PD: Protectins are biosynthesized via a lipoxygenase-mediated pathway from Docosahexaenoic acid and it is converted into an intermediate that contains 17S-hydroxyperoxide, and successively, by leukocytes, into 10,17 Dihydroxy-docosahexaenoic acid, known as PD1 [162,163] or neuroprotection [164], for its protective role in the nervous and immune systems [165,166]. PD1 is also produced by human peripheral blood lymphocytes with a T-helper 2 phenotype; it reduces tumor necrosis factor alpha and interferon gamma secretion, blocks T-cell migration, and promotes T-cell apoptosis [167].
A novel protectin-synthesis pathway, called aspirin-triggered PD1, utilizes aspirin-triggered cyclooxygenase-2 to synthesize epimeric 17 R-hydroxyperoxide from docosahexaenoic acid [168,169]. It has shown a positive interaction with CB2 and peroxisome proliferator-activated receptor family receptors [164,170].
MaRs: Maresins form the third-largest family of pro-resolving lipid mediators (PRLMs) derived from DHA20. The biosynthesis of maresins occurs primarily in M2 macrophages and is initiated by a reaction involving human macrophage 12-lipoxygenase (12-LOX), which is a key enzyme in the synthesis of maresins [169,171].

4.2. Role of PRLMs in Atherosclerotic Progression

PRLMs such as RvE and RvD, PD, MaR, and LX induce a biochemical transition from inflammation to resolution, taking the place of prostaglandins and leukotrienes in exudates at the tissue level [8,169,172,173]. RvE1-E4 are more prominently involved in reducing inflammation by increasing the efferocytosis of apoptotic cells by macrophages, blocking leukocyte recruitment into inflamed tissues (Figure 4).
Increased plasma levels of RvE1 have been observed in individuals taking aspirin or eicosapentaenoic acid, resulting in the amelioration of the clinical signs of inflammation [74,75]. D-series have been shown to reduce inflammation by decreasing platelet–leukocyte adhesion [174].
Protectins reduce polymorphonuclear neutrophil transmigration through endothelial cells and enhance the clearance (efferocytosis) of apoptotic polymorphonuclear neutrophils by human macrophages [170].
Maresins were identified as molecules produced by macrophages with homeostatic functions in resolving inflammation. In fact, the macrophage phagocytosis of apoptotic cells triggers the biosynthesis of maresin-1 [175]. Maresin-1 stimulates efferocytosis with human cells and also has regenerative functions [176]. Finally, LXA4 and B4 exert potent anti-inflammatory and resolution actions [110].
Temporal changes in the expression, activity, and localization of enzymes such as 4- and 15-lipoxygenases (LOXs) appear to activate the “switch” responsible for the resolution actions [173,177,178]. Consequently, PRLMs coordinate crosstalk between leukocytes and local cell populations, promoting an M1–M2 phenotypic transition in macrophages, which is central to tissue repair.
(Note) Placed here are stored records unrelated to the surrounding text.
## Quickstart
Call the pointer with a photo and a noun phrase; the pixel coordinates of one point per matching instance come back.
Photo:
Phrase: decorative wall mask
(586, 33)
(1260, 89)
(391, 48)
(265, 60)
PRLMs further promote resolution by positive-feedback effects on LOX activity and their receptor expression in leukocytes [177,178,179,180]. Data from murine and rabbit models showed that pro-resolving lipid mediators decrease atheroprogression and promote plaque stability [18,172,180,181].
Alternatively a relative “resolution deficit” may contribute to disease progression or limit clinical responses to existing therapies and would therefore suggest opportunities for monitoring and/or treatments that incorporate lipid mediators [74,179,181,182,183]. In fact, circulating levels of PRLMs, in particular 15-epi-lipoxin A4 (15-epi-LXA 4), were significantly lower in individuals with peripheral arterial disease and correlated inversely with disease severity [74,76](see Table 2).
In situations such as restenosis, and other pathological reactions secondary to interventions, characterized by high levels of IL-6 and other inflammatory cytokines, augmented levels of PRLMs could limit harmful arterial reactions and restenosis. An imbalance between proinflammatory and resolving factors may decide the evolution of atherosclerotic disease [3].
There is also favorable data regarding the antithrombotic activity of Maresin 1. In fact, it promotes the hemostatic function of human platelets, but suppresses the inflammatory activity, suggesting its important role in the resolution of thrombotic events [184]. At sites of thrombosis or injury, platelet–neutrophil interaction gives rise to the biosynthesis of PRLMs such as MaR1 which induce resolution [185].
The activity of RvS in thrombosis is directed towards reducing platelet activation [180,186]. RvDs and Lxs also activate macrophages for the phagocytosis of the clot and apoptotic cells [187]. In addition, myocardial ischemia/reperfusion studies in the mouse animal model have established a protective effect of PRLMs with respect to tissue damage and the reduction of ROS [57,58,59] (see Table 1).
Although until recently lipid mediators have been overlooked as resolvers of inflammation, they are now being reevaluated because of their activities and biosynthesis in the vascular system. In fact, in vitro, RvD1, RvD2, MaR1, LXA4, and protectin D1 reduce the production of inflammatory cytokines, adhesion molecules, and the adhesive effect of leukocytes to endothelial cells during an inflammatory event [6,188,189,190]. These resolving effects result from the ability of these molecules to reduce NF-kB, NO, prostacyclin synthesis, and ROS production [191,192].
Reduced monocyte adhesion to VSMCs and the reduced expression of adhesion molecules have been also observed in vitro studies with inflammatory cytokines after treatment with RvD1, RvD2, and MaR1. Another resolving effect by LXA4, RvD1, RvD2, and RvE1 is to attenuate VSMC migration [193,194].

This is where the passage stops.